Now that we've got our Rust library squared away, let's write our C program which will call Rust.

#include <stdint.h>
#include <stdio.h>

extern int32_t double_input(int32_t input);

int main() {
    int input = 4;
    int output = double_input(input);
    printf("%d * 2 = %d\n", input, output);
    return 0;
}

Here we can see that C, like Rust, needs to declare the double_input function that Rust defined. Other than that though everything is ready to go! If you run make from the directory on GitHub you'll see these examples getting compiled and linked together and the final executable should run and print 4 * 2 = 8.

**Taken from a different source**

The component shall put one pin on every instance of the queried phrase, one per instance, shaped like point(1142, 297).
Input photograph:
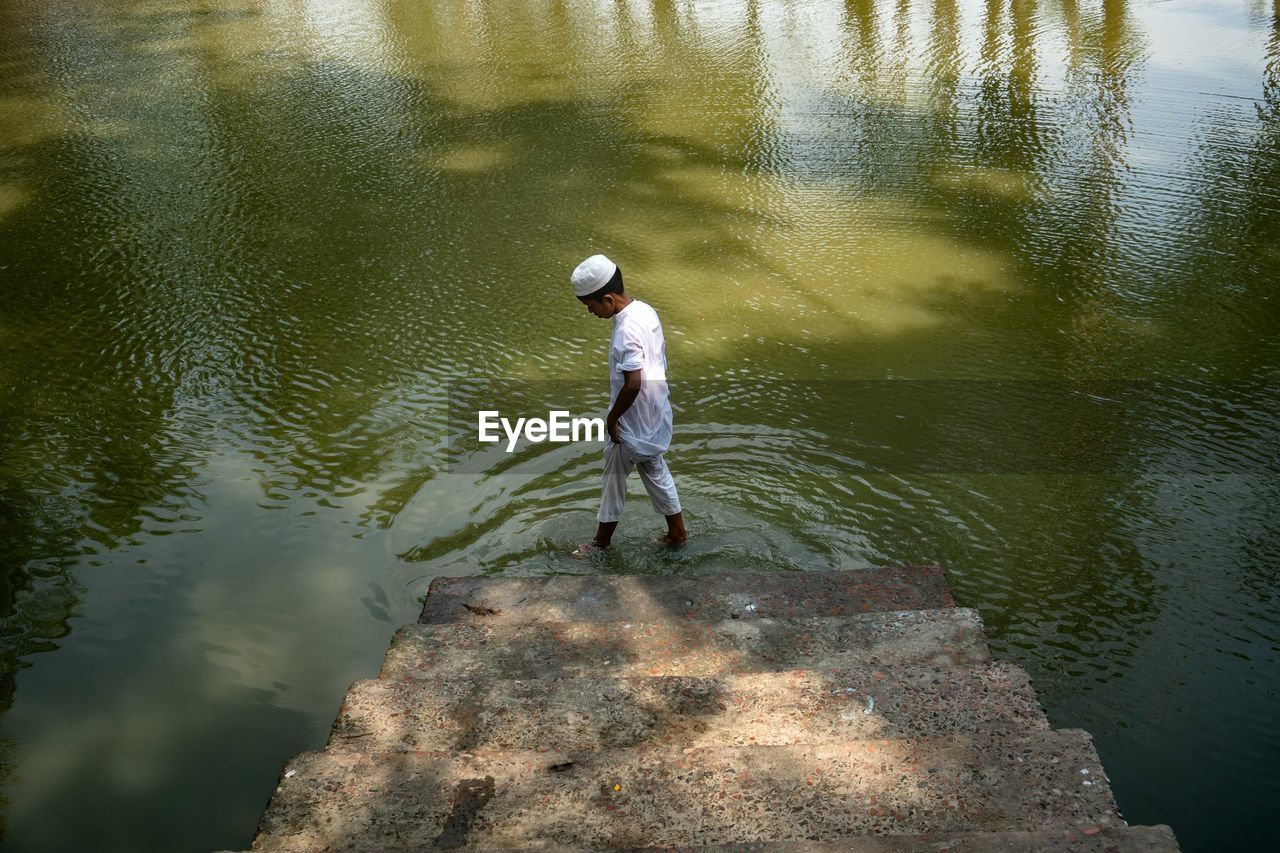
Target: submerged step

Rust's lack of a garbage collector and runtime enables this seamless transition from C to Rust. The external C code does not need to perform any setup on Rust's behalf, making the transition that much cheaper.

Beyond C

Up to now we've seen how FFI in Rust has zero overhead and how we can use Rust's concept of ownership to write safe bindings to C libraries. If you're not using C, however, you're still in luck! These features of Rust enable it to also be called from Python, Ruby, JavaScript, and many more languages.

When writing code in these languages, you sometimes want to speed up some component that's performance critical, but in the past this often required dropping all the way to C, and thereby giving up the memory safety, high-level abstractions, and ergonomics of these languages.

The fact that Rust can talk to easily with C, however, means that it is also viable for this sort of usage. One of Rust's first production users, Skylight, was able to improve the performance and memory usage of their data collection agent almost instantly by just using Rust, and the Rust code is all published as a Ruby gem.

Moving from a language like Python and Ruby down to C to optimize performance is often quite difficult as it's tough to ensure that the program won't crash in a difficult-to-debug way. Rust, however, not only brings zero cost FFI, but also makes it possible to retain the same safety guarantees as the original source language. In the long run, this should make it much easier for programmers in these languages to drop down and do some systems programming to squeeze out critical performance when they need it.

FFI is just one of many tools in the toolbox of Rust, but it's a key component to Rust's adoption as it allows Rust to seamlessly integrate with existing code bases today. I'm personally quite excited to see the benefits of Rust reach as many projects as possible!